One of the criteria that has to be taken into account is the reliability of the created network. To evaluate it, we assume that the worst event that can happen is a malfunction in one of the joining points at the power plants, which might cause the network to split into several parts. While each of these parts could still work, each of them would have to cope with the problems, so it is essential to minimize the number of parts into which the network will split due to removal of one of the joining points. 

Your task is to write a software that would help evaluating this risk.

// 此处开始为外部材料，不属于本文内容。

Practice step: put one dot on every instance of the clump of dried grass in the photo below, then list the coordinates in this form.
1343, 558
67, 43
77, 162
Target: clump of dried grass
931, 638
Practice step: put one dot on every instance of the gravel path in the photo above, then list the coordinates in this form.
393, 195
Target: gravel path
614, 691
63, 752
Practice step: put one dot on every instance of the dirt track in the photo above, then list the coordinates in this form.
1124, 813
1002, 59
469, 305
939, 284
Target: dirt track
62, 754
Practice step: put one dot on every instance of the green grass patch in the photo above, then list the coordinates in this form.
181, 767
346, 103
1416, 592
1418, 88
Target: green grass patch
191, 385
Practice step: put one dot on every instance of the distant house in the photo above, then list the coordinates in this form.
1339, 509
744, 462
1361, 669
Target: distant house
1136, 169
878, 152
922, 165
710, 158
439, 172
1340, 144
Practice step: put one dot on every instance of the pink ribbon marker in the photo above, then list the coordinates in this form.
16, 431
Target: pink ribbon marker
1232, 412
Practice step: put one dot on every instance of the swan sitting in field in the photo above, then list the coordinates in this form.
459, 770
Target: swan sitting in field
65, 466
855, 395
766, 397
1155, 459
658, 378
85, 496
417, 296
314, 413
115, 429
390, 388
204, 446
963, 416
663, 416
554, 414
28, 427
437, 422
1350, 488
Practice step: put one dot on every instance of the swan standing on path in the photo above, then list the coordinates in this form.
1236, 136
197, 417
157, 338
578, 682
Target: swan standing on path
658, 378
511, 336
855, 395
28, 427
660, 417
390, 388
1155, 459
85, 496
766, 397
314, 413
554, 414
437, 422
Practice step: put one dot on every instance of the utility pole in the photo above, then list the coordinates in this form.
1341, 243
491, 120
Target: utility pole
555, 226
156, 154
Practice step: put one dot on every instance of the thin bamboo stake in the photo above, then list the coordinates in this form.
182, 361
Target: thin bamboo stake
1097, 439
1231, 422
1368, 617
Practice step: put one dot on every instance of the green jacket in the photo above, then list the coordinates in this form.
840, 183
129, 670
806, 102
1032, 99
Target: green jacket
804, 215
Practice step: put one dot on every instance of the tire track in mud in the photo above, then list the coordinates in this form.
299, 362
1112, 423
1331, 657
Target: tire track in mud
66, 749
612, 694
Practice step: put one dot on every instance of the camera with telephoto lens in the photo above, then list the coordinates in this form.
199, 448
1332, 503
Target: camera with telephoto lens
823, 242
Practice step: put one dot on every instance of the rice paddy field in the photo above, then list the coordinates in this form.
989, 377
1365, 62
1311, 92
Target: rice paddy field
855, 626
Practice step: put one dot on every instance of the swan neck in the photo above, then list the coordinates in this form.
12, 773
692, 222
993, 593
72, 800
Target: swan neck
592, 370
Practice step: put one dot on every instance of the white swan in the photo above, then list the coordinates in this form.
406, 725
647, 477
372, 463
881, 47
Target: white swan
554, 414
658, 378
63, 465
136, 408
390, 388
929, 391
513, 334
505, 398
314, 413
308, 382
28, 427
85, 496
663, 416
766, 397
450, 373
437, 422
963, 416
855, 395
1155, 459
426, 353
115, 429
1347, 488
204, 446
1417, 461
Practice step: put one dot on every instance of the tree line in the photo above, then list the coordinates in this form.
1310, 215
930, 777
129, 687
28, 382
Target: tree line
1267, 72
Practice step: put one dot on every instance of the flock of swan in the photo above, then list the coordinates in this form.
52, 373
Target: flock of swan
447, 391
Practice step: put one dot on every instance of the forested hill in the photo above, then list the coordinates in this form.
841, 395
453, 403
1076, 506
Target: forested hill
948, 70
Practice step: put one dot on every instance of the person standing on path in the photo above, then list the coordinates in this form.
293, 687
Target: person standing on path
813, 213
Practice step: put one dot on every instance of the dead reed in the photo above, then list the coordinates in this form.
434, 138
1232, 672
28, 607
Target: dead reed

Your program is given a description of the network, and it should determine the maximum number of non-connected parts from that the network may consist after removal of one of the joining points (not counting the removed joining point itself). 

Input

The input consists of several instances. 

The first line of each instance contains two integers 1 <= P <= 10 000 and C >= 0 separated by a single space. P is the number of power plants. The power plants have assigned integers between 0 and P - 1. C is the number of connections. The following C lines of the instance describe the connections. Each of the lines contains two integers 0 <= p1, p2 < P separated by a single space, meaning that plants with numbers p1 and p2 are connected. Each connection is described exactly once and there is at most one connection between every two plants. 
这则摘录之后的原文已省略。